Unfortunately, that decision was swiftly followed by a further increase in the strength of the gusts. When play did get under way, it soon became apparent that several players were having issues with balls moving on greens. After just 32 minutes, the Championship was once again suspended.
“The wind increased,” explained Dawson. “Had the wind been as strong at quarter to seven as it was at quarter past, we wouldn’t have started.”
As one of the players who was forced to contend with the morning gusts, Spieth was initially frustrated, but he later acknowledged there was little that could have been done to prevent the difficulties he and several others endured.
“I think it was just a tricky situation,” said Spieth. “And it was unfortunate for The R&A because I believe that there was nothing they could do differently.”

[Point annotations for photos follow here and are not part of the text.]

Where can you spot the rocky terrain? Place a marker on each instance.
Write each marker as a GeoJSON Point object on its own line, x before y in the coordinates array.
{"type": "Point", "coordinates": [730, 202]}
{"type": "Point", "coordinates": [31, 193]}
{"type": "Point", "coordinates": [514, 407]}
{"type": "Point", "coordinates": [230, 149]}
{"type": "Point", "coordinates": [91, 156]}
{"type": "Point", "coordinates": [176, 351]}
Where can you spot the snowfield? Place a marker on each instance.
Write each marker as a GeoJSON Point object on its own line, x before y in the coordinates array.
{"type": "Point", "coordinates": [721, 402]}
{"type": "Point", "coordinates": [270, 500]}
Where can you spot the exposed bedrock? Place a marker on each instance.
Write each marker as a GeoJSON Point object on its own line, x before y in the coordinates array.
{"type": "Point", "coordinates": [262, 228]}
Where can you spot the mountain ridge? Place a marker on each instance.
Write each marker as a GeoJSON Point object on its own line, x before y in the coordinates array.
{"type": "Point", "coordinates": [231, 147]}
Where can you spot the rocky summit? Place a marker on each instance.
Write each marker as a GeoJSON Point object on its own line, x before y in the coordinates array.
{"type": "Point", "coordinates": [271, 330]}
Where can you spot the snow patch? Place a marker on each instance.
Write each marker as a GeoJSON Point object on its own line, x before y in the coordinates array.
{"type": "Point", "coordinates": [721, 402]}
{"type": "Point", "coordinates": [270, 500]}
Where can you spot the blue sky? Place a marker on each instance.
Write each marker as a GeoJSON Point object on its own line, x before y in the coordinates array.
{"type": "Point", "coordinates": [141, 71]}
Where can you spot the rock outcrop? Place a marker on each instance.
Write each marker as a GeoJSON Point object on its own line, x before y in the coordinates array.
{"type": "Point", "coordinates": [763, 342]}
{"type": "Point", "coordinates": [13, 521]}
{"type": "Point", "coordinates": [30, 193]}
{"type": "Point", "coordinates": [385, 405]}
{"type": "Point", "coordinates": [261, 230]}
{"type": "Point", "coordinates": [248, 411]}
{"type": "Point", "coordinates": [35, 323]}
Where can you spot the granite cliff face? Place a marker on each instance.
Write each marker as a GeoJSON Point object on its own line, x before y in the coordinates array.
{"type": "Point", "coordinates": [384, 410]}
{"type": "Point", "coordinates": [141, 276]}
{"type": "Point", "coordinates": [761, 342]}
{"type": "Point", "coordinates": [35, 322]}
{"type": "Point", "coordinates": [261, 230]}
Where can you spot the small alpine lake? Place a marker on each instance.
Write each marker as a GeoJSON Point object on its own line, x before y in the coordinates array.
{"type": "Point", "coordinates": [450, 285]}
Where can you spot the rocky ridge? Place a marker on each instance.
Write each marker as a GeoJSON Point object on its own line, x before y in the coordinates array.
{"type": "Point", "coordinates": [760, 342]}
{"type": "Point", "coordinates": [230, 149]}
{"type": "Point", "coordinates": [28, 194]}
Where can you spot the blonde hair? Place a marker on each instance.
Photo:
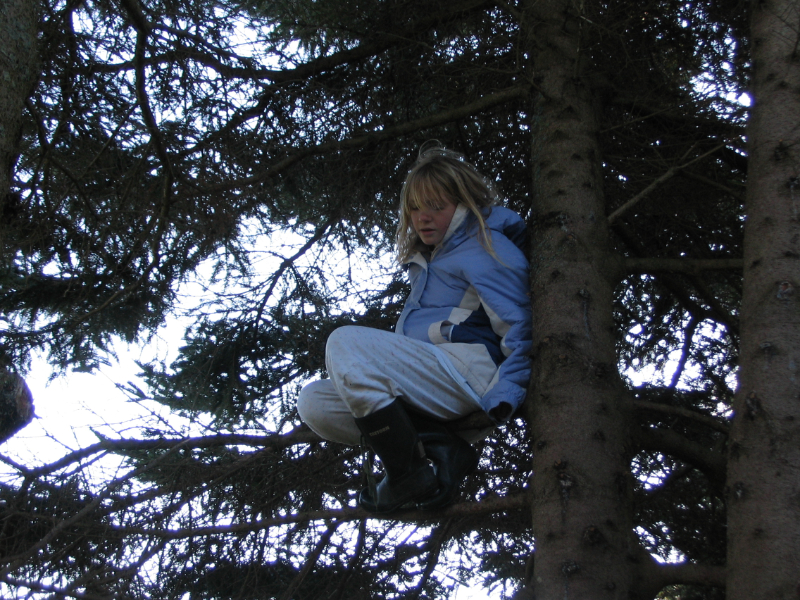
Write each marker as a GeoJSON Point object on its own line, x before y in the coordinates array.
{"type": "Point", "coordinates": [440, 176]}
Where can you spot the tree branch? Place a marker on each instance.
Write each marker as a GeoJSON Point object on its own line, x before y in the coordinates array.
{"type": "Point", "coordinates": [463, 509]}
{"type": "Point", "coordinates": [375, 137]}
{"type": "Point", "coordinates": [713, 423]}
{"type": "Point", "coordinates": [681, 265]}
{"type": "Point", "coordinates": [672, 171]}
{"type": "Point", "coordinates": [654, 576]}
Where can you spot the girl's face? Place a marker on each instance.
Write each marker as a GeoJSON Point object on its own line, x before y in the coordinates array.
{"type": "Point", "coordinates": [431, 222]}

Spieth was at least able to avoid dropping any shots on the two holes he played in the morning. On the par-5 14th, playing partner Dustin Johnson saw a chip end up further away from the hole than it had started, in bizarre circumstances.
“I remember hitting a chip shot. I actually hit a pretty good chip but the wind was blowing so hard it actually pushed it down and it caught the top of the ridge,” explained Johnson.
“I went to mark it. I literally got, I don’t know, an inch from putting my coin down and the wind blew my ball and blew it all the way down off the green. I ended up making bogey when I was right in front of the green in two.”
Louis Oosthuizen, the Champion on The Open’s previous visit to St Andrews, experienced a similar – albeit less dramatic – issue at the 13th, as what looked set to be a three-foot putt for par turned into an eight-footer due to his ball moving before it could be marked.
If that was not strange enough, Oosthuizen then had to wait more than 10 hours before he could attempt to convert from eight feet, with the suspension in play ultimately stretching until 6pm as the winds refused to relent.
To his immense credit, the South African saved his par and left the green smiling, while Johnson retained the lead of the Championship when the time finally came for him to complete his second round.
Yet the lengthy delay understandably led to the third and fourth rounds each being pushed back a day. For only the second time in The Open’s illustrious history, the Championship would finish on a Monday.
After finally completing his 36th hole on Saturday evening, Johnson perhaps summed up a confusing 24 hours best of all.
“I don’t even know what day it is,” said the American. “But I came out tonight and finished strong.”